= Joseph Braat =

Dutch optics engineer and professor

Joseph J.M. Braat (born 5 November 1946) is a Dutch optics engineer and scientist. Between 1973 and 1998 he worked at Philips Research Laboratories. He was professor of optics at Delft University of Technology between 1998 and 2008.

==Career==
Braat was born in Breda on 5 November 1946. He studied physics at Delft University of Technology. After his graduation he moved to France to work at the coherent optics group of Serge Lowenthal at the Institut d'Optique in Orsay. His PhD thesis was on holography using spatially incoherent light. In 1973 Braat returned to the Netherlands to work at Philips Research Laboratories. There he contributed to early research on optical disc systems. During this period he developed a theory together with Harold Hopkins and Gijs Bouwhuis on the read-out of optical discs through diffraction of light by the information carrying disc structure. He also contributed to the design of light paths for optical disc systems. At Philips Research Laboratories Braat contributed to lens and system design for early photolithographic systems by Philips and ASML.

In 1988 Braat became a part-time professor of geometrical optics at Delft University of Technology. In 1998 he became a full professor of optics. During this time he performed research on extreme ultraviolet lithography, optical aperture synthesis for astronomy, high density optical recording, Extended Nijboer-Zernike theory and Terahertz imaging. In 1991 Braat was one of the founders of the European Optical Society. From 2004 to 2006 he served as its President. Braat retired as professor in 2008.

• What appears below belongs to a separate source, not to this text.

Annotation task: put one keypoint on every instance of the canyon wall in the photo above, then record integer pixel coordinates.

In 1994 Braat won the Edward Longstreth Medal for Computer and Cognitive Science of the Franklin Institute for "contributions to optical data recording and design of aspherical objective lenses for read-out systems of optical storage". Braat was elected a member of the Royal Netherlands Academy of Arts and Sciences in 2001. He became a Fellow of the European Optical Society in 2012. In 2019 he received the Holst Memorial Lecture Award from Eindhoven University of Technology.

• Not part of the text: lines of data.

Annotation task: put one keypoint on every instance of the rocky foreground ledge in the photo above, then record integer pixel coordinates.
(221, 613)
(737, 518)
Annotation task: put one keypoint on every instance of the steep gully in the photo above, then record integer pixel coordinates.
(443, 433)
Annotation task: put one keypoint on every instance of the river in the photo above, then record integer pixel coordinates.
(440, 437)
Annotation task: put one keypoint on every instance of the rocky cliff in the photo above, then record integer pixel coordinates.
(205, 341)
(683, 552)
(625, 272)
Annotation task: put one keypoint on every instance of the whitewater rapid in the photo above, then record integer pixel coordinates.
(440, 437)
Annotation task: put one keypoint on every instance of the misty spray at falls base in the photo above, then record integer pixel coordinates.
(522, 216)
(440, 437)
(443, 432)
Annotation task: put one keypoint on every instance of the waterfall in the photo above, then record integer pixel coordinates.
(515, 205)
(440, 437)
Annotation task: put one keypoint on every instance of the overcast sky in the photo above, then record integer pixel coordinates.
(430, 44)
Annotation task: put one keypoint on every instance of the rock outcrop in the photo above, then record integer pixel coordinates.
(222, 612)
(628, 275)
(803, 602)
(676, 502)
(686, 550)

Braat has received 60 US patents.

== Bibliography ==
Braat is the author or co-author of some 150 scientific publications. His main work is the 1000-page textbook Imaging Optics, which also contains contribution from second author Peter Török.

=== Books ===

- G. Bouwhuis, J. Braat, A. Huijser, J. Pasman, G. van Rosmalen, K.A.S. Immink, Principles of Optical Disc Systems, Hilger, Bristol, UK (1985).
- J. Braat, P. Török, Imaging Optics, Cambridge University Press, Cambridge, UK (2019).